- In an attempt to visualize and dissipate through familiarity the
angst of the US american psyche in the wake of communal loss,
a mental pastiche of Alfred Hitchcock's cinematic 'dream' or Surrealist
sequences informs conductor's visual style - a kind of Freudian
Modernism - but so too does Disneyesque melodrama. This off-key
alienation device is intended to allow an audience critical
distance from the news-media's obscene coupling of real
tragic imagery with overplayed sentiment and opportunistic commercialism
that characterizes coverage of '9/11' - conductor may then
operate as intended, sparking synapses to fresh thought around the
subjects of hubris, trauma, revenge and redemption.
- conductor relies heavily on the notion and use of 'the
helicopter shot' - a device often used in clumsy attempts to rescue
bad cinema. In this scenario though, the helicopter view is replaced with the
point-of-view of a 'lost soul', caught forever in the purgatory
of a premonitory dream on the eve of September 11, 2001. No martyr or hero,
this believer is an asylum-seeker, a shell-shocked refugee from a moribund Faith,
frenziedly and repeatedly navigating the Jacob's Ladder of the World Trade Center towers
in increasingly more desperate but futile attempts to ascend to Heaven's Gate
prior to Armageddon, 'the war at the end of the world' ...and God.
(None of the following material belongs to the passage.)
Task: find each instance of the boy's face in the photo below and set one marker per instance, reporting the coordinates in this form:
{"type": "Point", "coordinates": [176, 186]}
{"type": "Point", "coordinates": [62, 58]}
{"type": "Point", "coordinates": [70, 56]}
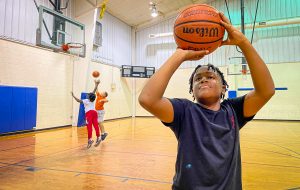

- Experimental musician Karl-Heinz Stockhausen's brilliant
profundity is honored in conductor. To formal and critical
ends it uses a short passage from his helikopter-quartett
- a disturbing mix of modernism and tradition - as appropriate
to the on-screen action, but also as a reflection upon his difficult
and misrepresented thoughts about the events of 9/11 in the course
of a media event concerning his opera, Licht or 'Light'.
-
The Angel of History, Walter Benjamin, is an enduring and pertinent
influence. From a critical, secular, and social perspective ,
conductor reposits the centuries-old religious debate concerning how
many angels can fit on the point of a needle?